Analysis of survey data is hard to automate because of the immense variability across survey instruments—differentvariables, differently coded, and named in ways that often defy even the most fecund imagination. What often replaces complete automation is ad-hoc automation—quickly coded functions, e.g. recoding a variable to lie within a particular range, applied by intelligent people frustrated by the lack of complete automation and bored by the repetitiveness of the task. Ad-hoc automation attracts mistakes, as functions are often coded without rigor, and useful alerts and warnings are usually missing.
One way to reduce mistakes is to prevent them from happening. Carefully coded functions with robust error checking and handling, alerts, and passive verbose outputs that are cognizant of our own biases, and bounded attention, can reduce mistakes. Functions that are used most frequently typically need the most attention.
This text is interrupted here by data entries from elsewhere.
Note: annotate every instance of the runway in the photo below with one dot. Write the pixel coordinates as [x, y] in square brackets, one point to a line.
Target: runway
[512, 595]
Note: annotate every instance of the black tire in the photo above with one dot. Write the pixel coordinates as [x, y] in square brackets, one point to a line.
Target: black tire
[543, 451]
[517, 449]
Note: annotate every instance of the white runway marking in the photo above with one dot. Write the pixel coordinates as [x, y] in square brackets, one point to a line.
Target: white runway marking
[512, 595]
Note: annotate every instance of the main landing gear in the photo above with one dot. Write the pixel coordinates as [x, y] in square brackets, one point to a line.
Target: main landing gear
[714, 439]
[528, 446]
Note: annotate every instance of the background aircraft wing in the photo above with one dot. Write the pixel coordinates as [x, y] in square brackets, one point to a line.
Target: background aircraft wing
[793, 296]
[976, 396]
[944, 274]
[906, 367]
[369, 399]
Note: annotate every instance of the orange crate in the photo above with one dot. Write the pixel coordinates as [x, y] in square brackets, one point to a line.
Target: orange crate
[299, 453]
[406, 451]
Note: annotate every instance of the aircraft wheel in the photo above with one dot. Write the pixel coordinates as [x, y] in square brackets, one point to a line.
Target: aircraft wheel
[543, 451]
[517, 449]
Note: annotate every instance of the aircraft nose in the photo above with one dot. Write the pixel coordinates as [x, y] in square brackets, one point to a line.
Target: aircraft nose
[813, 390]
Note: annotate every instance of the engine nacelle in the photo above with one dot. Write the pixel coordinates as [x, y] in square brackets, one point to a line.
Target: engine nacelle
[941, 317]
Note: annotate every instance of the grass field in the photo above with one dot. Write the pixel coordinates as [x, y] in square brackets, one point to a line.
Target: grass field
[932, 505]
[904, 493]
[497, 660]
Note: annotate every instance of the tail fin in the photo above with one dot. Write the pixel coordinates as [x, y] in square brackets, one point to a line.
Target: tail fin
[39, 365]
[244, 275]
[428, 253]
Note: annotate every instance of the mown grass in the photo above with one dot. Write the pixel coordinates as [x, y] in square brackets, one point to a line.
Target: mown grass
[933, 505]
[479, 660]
Let’s use the example of recoding a variable to lie between 0 and 1 in R to illustrate how to code a function. Some things to consider:
- Data type: Is the variable numeric, ordinal, or categorical? Let’s say we want to constrain our function to handle only numeric variables. Some numeric variables may be coded as ‘character.’ We may want to seamlessly deal with these issues, and possibly issue warnings (or passive outputs) when improper data types are used.
- Range: The range that the variable takes in the data may not span the entire domain. We want to account for that, but perhaps seamlessly by printing out the range that the variable takes and by also allowing the user to input the true range.
- Missing Values: A variety of functions we may rely on when recoding our variable may take fail (quietly) when fronted with missing values, for example, range(x). We may want to alert the user to the issue but still handle missing values seamlessly.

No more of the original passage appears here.